Update: Fromelles dig comes to a close

Australian Rising Sun badgeI first posted about the Fromelles battlefield dig last June. Now, after uncovering the remains of 250 World War I soldiers and 1200 of their artifacts (and running into some controversy in the process), the excavation at Pheasant Wood is coming to a close. The official last day of the dig is September 14th, but they’re just doing cleanup at this point.

The remains are scheduled to be re-interred in the first months of next year, this time with full honors in a new military cemetery near the battleground. The gravestones will leave space for any potential identification.

Archaeologists took DNA samples from each of the soldiers, but there’s no guarantee that the British specialists working with the samples will be able to extract viable DNA for comparisons with known relatives of the deceased.

There will be an identification board convened in March of next year where identifying evidence will be presented. If the evidence is deemed sufficient, relatives will be able to have the headstones personalized with an inscription of their choosing.

The article quotes UK Veterans Minister Kevan Jones thanking the Oxford Archaeology team (not affiliated with the eponymous university) for “working in very tough conditions [to recover] the remains of these brave soldiers with the utmost care and respect.” That’s not just a courtesy plug. The Oxford team has been under fire, ostensibly for doing sloppy work.

Australian newspapers quoted one Johan Vandewalle, a self-described “Belgian battlefield specialist”, accusing OA of cutting corners to excavate on the cheap, jumbling up bones and allowing the site to be damaged by rain.

The battlefield specialist, Johan Vandewalle, played a key role in the successful excavation and recovery of the remains of five Australian soldiers found in Zonnebeke in northern Belgium in 2006.

It has been revealed that Mr Vandewalle was seconded secretly to Fromelles in June when bad weather highlighted that the firm chosen to complete the excavation, Oxford Archaeology, was inadequately prepared to cope with rising groundwater and rainstorms.

According to him, the whole excavation was downgraded from an archaeological dig to a body recovery operation, so instead of the site being uncovered layer by layer, they dig deep into the center of a grave to get to the human remains as quickly (and cheaply) as possible. He claims they also should have reinforce the pits ahead of time as originally planned, instead only doing so after rain had already damaged the site.

Vandewalle isn’t an archaeologist. He’s a carpenter and amateur battlefield expert who was hired to help with drainage issues but felt his expertise was being ignored. He’s also friends with a Peter Barton, a historian from Glasgow University which also wanted to handle the project but was outbid by Oxford Archaeology.

Naturally the Oxford Archaeology team denies all the charges.

“It is different from work on a medieval site, where we might be looking for information about life-style and diet. But we are applying the same rigorous forensic archaeological techniques.
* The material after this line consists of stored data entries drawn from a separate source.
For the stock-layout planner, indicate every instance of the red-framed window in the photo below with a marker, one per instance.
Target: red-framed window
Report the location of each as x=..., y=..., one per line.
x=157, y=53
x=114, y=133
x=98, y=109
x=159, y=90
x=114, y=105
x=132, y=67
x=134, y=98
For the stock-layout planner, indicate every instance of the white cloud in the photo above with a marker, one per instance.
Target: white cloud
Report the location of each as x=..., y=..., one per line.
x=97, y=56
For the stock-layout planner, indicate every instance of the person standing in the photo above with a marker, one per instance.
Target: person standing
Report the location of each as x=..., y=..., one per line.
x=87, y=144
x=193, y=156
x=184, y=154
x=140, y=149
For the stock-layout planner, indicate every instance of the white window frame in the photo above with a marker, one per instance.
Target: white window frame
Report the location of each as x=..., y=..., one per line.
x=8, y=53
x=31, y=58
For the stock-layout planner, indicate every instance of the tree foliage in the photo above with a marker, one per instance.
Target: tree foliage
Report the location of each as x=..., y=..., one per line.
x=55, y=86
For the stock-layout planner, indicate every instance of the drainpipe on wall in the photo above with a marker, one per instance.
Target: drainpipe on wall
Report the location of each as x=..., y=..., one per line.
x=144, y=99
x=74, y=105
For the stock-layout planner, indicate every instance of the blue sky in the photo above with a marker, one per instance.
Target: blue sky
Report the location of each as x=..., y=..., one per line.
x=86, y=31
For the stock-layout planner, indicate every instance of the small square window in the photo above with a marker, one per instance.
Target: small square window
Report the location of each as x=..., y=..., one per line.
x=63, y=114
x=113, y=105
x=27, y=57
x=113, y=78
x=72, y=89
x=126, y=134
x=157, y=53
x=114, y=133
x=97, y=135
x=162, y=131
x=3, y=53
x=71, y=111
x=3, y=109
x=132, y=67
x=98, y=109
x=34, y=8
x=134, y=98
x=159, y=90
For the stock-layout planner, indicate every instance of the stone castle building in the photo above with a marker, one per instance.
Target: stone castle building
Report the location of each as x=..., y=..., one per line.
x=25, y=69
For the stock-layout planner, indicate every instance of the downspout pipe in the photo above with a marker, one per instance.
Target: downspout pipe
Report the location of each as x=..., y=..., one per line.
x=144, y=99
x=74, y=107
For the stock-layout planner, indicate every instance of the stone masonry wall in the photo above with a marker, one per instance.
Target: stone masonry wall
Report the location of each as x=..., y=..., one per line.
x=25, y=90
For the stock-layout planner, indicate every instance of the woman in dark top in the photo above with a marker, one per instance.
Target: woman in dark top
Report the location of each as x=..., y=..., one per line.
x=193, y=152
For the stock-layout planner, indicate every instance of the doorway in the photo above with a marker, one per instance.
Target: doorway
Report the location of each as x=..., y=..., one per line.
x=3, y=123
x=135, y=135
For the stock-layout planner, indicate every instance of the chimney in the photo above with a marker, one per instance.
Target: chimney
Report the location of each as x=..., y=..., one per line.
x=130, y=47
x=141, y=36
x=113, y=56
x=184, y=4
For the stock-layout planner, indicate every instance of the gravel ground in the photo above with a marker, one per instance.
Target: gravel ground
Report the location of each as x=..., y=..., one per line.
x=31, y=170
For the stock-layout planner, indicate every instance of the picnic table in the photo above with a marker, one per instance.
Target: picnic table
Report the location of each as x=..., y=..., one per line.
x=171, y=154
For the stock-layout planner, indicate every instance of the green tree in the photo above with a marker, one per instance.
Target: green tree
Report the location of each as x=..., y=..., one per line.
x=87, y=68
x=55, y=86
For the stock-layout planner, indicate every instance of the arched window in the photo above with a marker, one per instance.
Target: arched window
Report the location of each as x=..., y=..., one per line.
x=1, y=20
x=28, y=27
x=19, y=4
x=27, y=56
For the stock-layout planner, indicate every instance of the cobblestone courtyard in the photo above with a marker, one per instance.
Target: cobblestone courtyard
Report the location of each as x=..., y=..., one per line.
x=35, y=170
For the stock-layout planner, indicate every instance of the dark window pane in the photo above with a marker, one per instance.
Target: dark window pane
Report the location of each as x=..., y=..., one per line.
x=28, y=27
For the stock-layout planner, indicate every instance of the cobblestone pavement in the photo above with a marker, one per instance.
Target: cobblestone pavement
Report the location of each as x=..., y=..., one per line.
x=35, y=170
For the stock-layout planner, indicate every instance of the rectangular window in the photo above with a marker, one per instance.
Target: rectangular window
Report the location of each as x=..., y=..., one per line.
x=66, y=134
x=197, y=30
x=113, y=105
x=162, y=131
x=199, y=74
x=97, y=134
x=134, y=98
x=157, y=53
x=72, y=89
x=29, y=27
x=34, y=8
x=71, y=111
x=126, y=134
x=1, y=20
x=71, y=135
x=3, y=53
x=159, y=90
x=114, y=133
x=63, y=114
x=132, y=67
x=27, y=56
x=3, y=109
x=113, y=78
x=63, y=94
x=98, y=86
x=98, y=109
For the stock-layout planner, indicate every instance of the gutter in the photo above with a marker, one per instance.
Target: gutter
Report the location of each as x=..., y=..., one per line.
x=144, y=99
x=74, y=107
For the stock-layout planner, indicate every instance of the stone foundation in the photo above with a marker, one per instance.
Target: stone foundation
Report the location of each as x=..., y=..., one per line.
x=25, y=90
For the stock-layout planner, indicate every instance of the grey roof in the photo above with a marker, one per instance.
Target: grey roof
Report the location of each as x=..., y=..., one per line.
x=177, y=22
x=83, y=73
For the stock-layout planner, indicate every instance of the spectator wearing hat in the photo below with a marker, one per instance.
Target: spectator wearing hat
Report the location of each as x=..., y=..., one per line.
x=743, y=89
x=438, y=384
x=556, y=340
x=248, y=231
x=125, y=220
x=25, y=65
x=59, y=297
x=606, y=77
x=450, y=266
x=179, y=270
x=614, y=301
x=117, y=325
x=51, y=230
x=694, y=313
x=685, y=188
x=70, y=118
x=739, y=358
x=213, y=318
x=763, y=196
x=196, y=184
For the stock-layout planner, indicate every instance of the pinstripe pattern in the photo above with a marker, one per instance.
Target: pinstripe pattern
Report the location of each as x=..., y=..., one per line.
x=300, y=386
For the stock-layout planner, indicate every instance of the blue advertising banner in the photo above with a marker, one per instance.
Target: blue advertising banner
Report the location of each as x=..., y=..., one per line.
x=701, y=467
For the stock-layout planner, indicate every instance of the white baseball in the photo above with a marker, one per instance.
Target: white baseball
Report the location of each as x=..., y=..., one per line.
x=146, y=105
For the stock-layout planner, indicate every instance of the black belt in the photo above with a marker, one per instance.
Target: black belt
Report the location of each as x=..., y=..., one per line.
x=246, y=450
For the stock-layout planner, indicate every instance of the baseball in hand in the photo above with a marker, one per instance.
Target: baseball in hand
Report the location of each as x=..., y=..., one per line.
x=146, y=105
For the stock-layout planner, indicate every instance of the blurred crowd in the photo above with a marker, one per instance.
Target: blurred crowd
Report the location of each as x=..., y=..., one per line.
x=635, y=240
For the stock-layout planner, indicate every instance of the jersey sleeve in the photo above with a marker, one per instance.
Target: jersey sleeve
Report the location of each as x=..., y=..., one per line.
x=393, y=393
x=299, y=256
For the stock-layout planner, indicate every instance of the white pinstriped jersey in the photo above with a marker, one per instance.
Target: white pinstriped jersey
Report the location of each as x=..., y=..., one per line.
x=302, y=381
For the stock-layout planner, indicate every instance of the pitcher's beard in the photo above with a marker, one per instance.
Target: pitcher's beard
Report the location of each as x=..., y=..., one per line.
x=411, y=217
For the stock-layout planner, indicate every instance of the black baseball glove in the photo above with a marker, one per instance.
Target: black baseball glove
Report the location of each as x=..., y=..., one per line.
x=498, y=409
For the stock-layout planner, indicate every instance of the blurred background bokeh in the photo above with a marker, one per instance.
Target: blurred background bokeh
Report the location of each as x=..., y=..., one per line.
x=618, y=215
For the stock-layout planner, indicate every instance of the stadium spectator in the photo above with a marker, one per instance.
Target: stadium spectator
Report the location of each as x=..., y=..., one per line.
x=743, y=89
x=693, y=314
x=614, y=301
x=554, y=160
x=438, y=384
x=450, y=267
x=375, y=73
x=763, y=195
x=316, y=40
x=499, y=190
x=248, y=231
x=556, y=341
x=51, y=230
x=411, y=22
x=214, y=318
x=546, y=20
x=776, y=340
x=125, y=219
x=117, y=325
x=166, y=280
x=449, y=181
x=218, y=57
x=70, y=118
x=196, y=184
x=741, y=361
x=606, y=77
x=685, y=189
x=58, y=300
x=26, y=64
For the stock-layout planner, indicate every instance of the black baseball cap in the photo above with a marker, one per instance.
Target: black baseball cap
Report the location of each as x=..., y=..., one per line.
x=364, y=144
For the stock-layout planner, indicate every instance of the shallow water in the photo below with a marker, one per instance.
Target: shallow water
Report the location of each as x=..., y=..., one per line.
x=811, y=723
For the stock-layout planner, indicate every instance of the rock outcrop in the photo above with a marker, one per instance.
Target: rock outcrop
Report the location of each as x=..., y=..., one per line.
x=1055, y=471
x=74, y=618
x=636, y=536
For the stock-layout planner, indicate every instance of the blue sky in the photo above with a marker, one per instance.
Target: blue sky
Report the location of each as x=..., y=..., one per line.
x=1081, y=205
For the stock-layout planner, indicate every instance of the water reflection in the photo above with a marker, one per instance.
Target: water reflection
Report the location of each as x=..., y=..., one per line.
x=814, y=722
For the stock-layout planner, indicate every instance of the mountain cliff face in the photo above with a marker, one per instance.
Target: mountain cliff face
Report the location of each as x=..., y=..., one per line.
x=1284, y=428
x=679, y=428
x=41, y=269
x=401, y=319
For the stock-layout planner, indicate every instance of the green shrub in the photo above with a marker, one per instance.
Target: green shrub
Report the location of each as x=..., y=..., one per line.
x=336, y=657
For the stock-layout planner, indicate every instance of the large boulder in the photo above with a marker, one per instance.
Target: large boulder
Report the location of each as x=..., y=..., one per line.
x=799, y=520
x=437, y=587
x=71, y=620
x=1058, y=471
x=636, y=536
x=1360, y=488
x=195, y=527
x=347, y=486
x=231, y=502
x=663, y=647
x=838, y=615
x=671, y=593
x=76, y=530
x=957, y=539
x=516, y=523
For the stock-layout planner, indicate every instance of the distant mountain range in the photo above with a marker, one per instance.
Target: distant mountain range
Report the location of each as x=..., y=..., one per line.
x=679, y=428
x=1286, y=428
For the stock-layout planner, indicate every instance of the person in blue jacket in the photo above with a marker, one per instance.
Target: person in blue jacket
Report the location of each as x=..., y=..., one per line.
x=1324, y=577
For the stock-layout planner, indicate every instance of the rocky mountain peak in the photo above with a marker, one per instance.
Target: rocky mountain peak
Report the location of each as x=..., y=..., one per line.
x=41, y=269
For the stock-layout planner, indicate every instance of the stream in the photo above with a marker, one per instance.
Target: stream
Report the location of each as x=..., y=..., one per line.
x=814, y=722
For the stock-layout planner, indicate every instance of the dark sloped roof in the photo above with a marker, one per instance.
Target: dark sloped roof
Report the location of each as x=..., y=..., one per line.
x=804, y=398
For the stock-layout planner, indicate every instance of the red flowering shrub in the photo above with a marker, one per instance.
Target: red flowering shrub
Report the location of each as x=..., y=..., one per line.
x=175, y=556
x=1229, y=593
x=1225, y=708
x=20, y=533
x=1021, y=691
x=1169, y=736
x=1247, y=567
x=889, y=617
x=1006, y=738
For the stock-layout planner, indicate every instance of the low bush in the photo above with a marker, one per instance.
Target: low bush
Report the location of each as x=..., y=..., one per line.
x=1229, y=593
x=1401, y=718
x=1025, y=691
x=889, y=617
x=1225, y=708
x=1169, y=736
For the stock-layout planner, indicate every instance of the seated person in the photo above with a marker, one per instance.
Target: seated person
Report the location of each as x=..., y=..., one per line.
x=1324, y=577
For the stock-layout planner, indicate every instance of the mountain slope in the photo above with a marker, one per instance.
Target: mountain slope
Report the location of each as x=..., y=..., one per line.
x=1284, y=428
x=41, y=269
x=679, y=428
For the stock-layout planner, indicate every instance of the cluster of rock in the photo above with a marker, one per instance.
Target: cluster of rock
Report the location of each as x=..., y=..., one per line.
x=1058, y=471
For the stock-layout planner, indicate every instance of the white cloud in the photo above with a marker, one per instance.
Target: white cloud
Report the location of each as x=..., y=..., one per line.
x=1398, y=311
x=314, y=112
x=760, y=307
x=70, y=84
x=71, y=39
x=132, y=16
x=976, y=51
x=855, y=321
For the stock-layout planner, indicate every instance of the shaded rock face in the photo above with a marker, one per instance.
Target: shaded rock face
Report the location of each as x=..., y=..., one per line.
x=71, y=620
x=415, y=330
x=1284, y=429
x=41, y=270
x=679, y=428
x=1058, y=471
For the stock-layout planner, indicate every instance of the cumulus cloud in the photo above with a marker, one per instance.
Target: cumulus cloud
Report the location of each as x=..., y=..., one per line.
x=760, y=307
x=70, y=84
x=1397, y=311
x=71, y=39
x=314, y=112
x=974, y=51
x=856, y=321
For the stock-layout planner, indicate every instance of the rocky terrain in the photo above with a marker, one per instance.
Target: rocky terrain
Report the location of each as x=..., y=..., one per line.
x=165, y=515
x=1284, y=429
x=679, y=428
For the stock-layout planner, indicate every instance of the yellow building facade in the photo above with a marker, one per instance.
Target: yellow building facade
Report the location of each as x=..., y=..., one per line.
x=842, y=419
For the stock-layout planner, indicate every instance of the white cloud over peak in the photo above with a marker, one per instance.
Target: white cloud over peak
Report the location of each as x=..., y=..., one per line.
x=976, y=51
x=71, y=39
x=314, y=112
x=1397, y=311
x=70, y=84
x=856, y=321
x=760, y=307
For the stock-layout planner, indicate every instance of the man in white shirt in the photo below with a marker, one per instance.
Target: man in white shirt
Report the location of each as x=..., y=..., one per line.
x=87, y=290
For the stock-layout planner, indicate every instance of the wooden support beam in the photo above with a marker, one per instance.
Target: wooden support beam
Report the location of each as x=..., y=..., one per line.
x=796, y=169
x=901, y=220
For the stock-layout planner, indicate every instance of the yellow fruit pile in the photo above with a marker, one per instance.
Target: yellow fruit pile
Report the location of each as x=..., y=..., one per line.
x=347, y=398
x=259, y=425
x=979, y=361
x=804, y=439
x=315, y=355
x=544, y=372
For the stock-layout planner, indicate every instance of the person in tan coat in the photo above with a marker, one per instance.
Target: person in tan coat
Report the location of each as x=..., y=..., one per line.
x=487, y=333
And we are determined to do it with the dignity these people deserve.

“Good archaeological practice demands that archaeologists must remove recent deposits first, to avoid any risk of the site and results being contaminated.

“To the untrained eye it might have looked like we were burrowing into the pit, rather than dealing with it layer by layer.”

The remains of an Australian soldier's gear at Fromelles, 1918Archaeological politics aside, if you think you may be related to one of the soldiers who died at Fromelles, call the sJoint Casualty and Compassionate Centre at 0011 44 1452 712 612, extension 6303, or email Fromelles@spva.mod.uk.

Your DNA might put a name on the headstone of an unknown soldier.